The Data Explained

Last updated: 10 months ago (view history), Time to read: 8 mins

The PeCan Knowledgebase is comprised of curated pediatric cancer genomics data including variants, mutational signatures, and gene expression data in addition to histological slide images from ~9000 hematological, CNS, and non-CNS solid tumor patient samples.

Variants

ONCOPRINT METHODS All oncoprint visualizations have been generated using ProteinPaint’s mutational landscape study views.

ONCOPRINT DATA Variant data represented within oncoprint visualizations are sourced from published studies from organizations including St.

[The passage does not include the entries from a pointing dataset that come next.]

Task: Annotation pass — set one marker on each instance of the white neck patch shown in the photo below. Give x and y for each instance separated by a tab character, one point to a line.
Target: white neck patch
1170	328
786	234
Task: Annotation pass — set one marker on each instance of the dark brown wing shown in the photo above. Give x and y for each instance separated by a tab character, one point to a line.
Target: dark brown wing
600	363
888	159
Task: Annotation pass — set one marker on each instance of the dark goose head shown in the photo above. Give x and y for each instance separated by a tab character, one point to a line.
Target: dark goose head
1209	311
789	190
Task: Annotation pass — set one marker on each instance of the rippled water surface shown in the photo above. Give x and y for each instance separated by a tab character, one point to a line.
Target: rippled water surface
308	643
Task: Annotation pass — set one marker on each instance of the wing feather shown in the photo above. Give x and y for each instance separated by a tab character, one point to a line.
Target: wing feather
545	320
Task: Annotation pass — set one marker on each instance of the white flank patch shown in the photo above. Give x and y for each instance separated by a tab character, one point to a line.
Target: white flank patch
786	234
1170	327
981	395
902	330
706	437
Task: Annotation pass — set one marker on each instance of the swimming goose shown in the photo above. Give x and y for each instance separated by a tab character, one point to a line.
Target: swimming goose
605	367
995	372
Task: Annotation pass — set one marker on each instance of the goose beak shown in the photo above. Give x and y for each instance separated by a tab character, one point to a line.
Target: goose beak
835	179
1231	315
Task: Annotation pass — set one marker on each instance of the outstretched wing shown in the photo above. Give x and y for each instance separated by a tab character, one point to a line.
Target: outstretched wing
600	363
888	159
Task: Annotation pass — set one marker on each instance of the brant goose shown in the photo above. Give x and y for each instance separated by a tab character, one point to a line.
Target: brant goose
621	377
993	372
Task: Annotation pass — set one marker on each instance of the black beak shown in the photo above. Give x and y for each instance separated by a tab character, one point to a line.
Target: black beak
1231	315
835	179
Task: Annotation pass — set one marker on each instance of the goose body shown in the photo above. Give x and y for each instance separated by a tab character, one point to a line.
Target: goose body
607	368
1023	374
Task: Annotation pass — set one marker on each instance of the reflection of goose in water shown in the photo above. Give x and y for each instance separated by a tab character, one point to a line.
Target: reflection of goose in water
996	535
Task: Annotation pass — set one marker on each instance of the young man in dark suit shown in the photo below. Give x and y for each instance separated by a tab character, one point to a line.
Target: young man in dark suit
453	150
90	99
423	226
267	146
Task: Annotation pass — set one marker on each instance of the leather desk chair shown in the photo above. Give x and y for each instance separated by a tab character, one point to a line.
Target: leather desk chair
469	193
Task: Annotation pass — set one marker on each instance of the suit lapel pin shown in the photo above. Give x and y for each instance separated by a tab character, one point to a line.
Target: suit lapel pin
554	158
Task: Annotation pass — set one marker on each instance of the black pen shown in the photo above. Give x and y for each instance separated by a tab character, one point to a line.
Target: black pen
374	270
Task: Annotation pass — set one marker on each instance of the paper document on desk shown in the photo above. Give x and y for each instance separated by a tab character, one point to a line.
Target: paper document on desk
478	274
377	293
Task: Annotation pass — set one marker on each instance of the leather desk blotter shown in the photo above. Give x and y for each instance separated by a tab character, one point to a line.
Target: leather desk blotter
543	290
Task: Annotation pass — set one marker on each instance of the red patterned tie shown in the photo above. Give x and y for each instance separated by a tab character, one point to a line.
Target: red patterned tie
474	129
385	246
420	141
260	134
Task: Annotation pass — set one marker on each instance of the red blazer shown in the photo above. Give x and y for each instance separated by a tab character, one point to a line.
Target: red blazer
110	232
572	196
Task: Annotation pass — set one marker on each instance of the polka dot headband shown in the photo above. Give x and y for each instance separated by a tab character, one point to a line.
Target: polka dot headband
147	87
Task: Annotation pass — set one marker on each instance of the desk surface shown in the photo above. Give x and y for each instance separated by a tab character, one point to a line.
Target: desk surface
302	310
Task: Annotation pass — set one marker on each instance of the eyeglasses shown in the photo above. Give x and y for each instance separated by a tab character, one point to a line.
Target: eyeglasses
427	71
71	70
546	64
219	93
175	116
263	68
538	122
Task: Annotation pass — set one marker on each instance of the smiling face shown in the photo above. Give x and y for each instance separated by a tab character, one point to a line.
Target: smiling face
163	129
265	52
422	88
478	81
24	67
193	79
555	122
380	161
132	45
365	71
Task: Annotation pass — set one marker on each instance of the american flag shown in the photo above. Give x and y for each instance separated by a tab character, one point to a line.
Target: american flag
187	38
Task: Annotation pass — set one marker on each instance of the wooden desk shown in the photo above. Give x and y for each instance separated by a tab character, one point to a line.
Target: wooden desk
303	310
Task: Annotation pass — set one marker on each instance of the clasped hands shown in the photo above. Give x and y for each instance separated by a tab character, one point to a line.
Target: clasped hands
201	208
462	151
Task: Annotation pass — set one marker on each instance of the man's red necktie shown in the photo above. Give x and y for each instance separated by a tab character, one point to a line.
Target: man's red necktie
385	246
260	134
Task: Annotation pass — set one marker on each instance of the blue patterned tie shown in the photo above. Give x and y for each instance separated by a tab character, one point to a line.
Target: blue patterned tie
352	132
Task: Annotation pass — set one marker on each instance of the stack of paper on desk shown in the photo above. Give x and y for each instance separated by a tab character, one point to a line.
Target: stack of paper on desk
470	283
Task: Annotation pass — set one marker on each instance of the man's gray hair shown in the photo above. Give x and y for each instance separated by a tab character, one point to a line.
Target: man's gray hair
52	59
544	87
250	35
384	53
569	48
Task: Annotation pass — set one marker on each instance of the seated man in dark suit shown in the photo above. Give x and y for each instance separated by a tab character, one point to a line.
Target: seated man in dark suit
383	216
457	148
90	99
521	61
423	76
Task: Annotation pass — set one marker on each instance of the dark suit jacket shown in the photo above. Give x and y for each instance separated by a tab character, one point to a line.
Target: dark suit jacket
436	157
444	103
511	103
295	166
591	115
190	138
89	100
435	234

Jude Children’s Research Hospital, NCI-TARGET TARGET, German Cancer Research Center DKFZ, and Shanghai Children’s Medical Hospital.

A user can access associated studies that involve a subset of the data displayed in the onocprint by clicking Associated Study where applicable.

tip
  • The gene lists provided are not curated, however, a user may access Associated Study links that involve a subset of data shown.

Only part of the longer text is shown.